The London Stock Exchange late Wednesday pulled out of its $3.5 billion merger with Canada’s TMX Group leaving the door open for a possible hostile takeover from Maple Group.

It also opens the possibility for the LSE to find itself a takeover target.

In a statement, the LSE said that it hadn’t won enough support from TMX’s investors in early proxy voting. : “Based on proxy information received in Canada by TMX Group, a majority of TMX Group shareholder proxies have voted in favour of the merger," said the LSE. "However, [we] and TMX Group believe that the merger is highly unlikely to achieve the required two-thirds majority approval at the TMX Group shareholder meeting.”

Nasdaq OMX, which tried twice and failed to buy the LSE in 2006 and 2007 is now considered to the LSE’s prime suitor. Nasdaq OMX recently confirmed it made a bid to buy a minority stake in LCH.Clearnet, Europe's largest clearing house, in a move to strengthen its foothold in the region.

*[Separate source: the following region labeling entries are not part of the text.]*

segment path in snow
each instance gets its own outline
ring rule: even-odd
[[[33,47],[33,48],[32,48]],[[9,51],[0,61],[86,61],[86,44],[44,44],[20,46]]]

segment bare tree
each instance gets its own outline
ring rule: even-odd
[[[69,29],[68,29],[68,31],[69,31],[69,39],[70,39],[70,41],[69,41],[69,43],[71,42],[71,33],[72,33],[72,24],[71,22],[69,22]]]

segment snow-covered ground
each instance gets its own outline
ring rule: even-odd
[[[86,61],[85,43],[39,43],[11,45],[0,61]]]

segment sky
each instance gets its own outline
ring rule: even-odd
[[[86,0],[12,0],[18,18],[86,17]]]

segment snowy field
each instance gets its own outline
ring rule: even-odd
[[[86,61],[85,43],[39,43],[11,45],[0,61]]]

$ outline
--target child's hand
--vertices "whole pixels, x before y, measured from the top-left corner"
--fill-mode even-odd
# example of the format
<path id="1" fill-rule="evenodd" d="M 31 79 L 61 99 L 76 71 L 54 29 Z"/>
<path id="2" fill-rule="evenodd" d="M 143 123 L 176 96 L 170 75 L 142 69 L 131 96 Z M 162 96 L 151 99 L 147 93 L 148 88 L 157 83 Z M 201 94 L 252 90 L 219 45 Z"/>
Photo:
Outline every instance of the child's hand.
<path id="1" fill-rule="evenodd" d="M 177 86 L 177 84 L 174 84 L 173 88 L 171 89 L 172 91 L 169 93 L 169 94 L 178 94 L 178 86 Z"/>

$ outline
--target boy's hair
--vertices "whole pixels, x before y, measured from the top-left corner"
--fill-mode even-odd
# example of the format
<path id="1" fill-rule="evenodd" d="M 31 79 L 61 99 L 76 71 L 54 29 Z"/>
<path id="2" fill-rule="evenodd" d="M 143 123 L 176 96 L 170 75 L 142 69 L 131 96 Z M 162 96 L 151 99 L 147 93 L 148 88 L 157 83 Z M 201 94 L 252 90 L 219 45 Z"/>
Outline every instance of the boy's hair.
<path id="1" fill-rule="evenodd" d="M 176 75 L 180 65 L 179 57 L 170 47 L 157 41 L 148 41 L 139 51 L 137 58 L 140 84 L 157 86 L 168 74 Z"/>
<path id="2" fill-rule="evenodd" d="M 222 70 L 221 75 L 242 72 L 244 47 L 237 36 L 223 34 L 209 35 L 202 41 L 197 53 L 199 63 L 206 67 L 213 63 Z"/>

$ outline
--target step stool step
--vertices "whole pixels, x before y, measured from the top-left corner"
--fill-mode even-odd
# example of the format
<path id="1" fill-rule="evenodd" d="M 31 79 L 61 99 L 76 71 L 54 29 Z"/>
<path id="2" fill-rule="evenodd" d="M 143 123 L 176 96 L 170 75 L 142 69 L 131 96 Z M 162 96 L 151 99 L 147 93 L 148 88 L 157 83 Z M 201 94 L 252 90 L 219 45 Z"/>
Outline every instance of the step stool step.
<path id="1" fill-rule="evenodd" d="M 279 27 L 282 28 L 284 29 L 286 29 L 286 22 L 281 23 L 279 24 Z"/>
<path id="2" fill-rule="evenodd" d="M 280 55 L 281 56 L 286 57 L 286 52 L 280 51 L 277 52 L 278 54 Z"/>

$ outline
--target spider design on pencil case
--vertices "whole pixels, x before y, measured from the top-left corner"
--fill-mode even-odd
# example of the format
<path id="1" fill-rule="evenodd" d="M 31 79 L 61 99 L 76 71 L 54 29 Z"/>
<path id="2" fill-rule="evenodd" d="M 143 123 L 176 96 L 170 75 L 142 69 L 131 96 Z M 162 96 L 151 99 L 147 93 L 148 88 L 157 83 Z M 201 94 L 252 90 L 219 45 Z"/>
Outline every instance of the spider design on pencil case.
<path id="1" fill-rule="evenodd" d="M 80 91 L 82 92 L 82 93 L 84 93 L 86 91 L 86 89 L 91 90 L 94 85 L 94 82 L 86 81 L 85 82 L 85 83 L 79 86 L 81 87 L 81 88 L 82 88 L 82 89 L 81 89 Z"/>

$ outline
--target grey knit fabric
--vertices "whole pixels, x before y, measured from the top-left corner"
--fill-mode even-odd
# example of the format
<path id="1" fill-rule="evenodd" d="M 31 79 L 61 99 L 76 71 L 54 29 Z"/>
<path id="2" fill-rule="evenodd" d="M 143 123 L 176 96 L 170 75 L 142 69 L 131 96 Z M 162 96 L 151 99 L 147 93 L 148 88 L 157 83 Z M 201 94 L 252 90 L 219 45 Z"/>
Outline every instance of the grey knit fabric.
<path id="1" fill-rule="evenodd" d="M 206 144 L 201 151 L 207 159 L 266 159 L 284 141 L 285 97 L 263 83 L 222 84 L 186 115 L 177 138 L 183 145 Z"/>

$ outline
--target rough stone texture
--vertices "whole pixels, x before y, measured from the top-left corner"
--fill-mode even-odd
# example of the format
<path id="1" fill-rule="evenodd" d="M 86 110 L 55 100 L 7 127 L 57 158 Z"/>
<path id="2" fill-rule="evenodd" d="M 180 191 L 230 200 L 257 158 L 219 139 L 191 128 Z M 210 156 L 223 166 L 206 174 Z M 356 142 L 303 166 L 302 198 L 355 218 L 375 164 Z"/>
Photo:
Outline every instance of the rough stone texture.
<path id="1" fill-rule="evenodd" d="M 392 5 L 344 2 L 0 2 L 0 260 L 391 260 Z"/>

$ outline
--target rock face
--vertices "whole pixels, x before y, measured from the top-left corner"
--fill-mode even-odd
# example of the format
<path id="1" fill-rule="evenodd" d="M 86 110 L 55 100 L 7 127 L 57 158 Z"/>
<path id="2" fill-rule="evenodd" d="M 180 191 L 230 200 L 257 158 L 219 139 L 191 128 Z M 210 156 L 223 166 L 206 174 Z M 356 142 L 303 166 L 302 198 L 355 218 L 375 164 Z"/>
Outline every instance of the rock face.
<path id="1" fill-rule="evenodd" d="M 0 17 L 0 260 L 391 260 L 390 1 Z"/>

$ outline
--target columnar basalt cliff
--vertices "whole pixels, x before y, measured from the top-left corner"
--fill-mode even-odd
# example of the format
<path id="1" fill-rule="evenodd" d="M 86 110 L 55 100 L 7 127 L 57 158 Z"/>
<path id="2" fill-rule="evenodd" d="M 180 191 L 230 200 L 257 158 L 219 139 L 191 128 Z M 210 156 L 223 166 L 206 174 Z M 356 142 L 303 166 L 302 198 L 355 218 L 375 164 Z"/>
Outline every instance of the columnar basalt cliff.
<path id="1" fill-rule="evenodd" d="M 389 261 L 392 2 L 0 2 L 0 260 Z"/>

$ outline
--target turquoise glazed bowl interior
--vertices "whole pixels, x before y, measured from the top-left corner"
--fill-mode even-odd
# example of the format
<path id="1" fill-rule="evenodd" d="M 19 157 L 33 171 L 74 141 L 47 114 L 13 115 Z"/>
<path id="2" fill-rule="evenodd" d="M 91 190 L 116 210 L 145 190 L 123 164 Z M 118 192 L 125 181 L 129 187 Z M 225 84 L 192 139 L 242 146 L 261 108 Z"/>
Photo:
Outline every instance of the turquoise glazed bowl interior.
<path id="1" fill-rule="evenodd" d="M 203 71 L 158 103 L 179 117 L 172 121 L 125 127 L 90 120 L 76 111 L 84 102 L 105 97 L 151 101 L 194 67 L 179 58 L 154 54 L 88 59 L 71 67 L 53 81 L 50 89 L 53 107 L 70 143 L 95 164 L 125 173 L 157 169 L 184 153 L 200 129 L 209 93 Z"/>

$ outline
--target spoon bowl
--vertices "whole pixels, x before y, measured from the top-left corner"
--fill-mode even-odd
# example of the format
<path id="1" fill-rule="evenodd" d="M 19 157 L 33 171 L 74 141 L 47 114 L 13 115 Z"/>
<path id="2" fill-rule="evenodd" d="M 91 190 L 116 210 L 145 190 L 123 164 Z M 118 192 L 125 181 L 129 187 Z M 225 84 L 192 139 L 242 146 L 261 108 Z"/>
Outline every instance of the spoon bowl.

TMX’s shareholders were set to vote on Thursday between the LSE's bid and a rival hostile offer from Maple Group.The Canadian consortium of 13 financial firms had offered $3.7 billion in the hope of convincing TMX investors to keep the exchange in Canadian hands. Any deal will likely face anti-trust scrutiny from Canadian regulators.

Supporters of the LSE’s offer had argued that its merger would give TMX, which operates the Toronto and Montreal exchanges, a greater presence among global markets. However, critics were worried that TMX’s two main businesses in Toronto and Montreal would fall under foreign control.